ABSTRACT

It is my contention that Marx had little to say about the economics of socialism, and that the little he did say was either irrelevant or directly misleading. The word ‘feasible’ is in the title of this book as a kind of flank guard against utopian definitions. One can, if one chooses (and, as I shall show, many have so chosen), define socialism in such a way that economic problems as we know them would not, indeed could not, exist. If one assumes ‘abundance’, this excludes opportunity-cost, since there would be no mutually exclusive choices to make. If one assumes that the ‘new man’, unacquisitive, ‘brilliant, highly rational, socialised, humane’, will require no incentives, problems of discipline and motivation vanish.

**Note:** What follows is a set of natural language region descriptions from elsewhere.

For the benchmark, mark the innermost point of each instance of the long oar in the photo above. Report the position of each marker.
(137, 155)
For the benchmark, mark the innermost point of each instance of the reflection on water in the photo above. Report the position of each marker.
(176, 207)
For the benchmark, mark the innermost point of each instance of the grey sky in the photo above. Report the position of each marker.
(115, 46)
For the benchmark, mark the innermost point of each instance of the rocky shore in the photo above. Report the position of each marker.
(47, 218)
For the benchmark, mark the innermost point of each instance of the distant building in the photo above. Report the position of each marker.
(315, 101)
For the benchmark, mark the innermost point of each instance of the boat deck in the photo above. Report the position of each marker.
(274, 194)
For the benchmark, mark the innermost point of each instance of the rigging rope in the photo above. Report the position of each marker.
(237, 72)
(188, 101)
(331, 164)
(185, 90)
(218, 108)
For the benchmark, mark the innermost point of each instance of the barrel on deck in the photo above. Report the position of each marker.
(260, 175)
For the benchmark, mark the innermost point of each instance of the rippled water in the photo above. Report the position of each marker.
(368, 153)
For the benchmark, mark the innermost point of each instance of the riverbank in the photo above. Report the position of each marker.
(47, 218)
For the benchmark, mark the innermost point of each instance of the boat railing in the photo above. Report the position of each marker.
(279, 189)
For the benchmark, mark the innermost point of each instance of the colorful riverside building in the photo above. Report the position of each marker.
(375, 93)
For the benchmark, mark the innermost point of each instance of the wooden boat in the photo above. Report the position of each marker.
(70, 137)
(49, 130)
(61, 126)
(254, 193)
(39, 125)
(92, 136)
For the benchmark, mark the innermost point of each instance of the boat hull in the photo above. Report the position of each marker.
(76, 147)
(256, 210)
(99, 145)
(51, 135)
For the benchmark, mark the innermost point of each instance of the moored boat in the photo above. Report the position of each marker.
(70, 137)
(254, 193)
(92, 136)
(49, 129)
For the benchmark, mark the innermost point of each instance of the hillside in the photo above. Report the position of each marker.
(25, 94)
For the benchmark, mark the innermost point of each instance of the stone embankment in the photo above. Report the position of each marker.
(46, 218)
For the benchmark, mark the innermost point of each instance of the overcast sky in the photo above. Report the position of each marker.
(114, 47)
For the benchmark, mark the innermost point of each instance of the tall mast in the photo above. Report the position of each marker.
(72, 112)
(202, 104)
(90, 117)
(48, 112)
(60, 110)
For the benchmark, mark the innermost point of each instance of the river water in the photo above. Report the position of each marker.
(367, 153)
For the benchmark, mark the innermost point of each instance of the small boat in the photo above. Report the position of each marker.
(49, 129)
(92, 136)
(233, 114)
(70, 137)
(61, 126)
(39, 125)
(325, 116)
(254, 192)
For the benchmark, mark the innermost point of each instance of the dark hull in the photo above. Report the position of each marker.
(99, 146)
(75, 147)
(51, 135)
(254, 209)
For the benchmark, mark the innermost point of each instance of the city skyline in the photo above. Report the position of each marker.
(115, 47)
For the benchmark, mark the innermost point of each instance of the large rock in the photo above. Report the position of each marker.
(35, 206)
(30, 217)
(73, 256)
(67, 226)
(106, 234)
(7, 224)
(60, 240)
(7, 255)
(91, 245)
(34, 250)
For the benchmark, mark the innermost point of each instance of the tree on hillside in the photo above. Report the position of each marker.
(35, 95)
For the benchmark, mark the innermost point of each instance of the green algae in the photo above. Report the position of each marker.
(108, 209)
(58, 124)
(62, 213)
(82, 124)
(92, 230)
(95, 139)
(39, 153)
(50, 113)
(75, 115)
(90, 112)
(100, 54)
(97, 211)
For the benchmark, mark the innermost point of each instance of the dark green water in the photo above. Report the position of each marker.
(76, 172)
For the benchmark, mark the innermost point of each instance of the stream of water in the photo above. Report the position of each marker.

If it is assumed that all will identify with the clearly visible general good, then the conflict between general and partial interest, and the complex issues of centralisation/decentralisation, can be assumed out of existence. If human beings in society can see ex ante what needs to be produced and the correct way of producing and utilising all products, then there is no need for ex post verification; the indirect and imperfect link between use-value and exchange-value, via exchange relations and the market, can be replaced by direct conscious human decisions on production for use. Division of labour will have been overcome, by ‘brilliant’ multipurpose human beings. ‘While not everyone may be able to paint as well as Raphael, everyone will be able to paint exceedingly well.’ Everyone will govern, there will not be any governed. Since all competing interests will have disappeared, there will be no need to claim rights of any sort, no need for restrictive rules, laws, judges, or a legislature. Of course, there will be no state, no nation-states (and so no foreign trade, or any trade). The wages system will have gone, as well as money.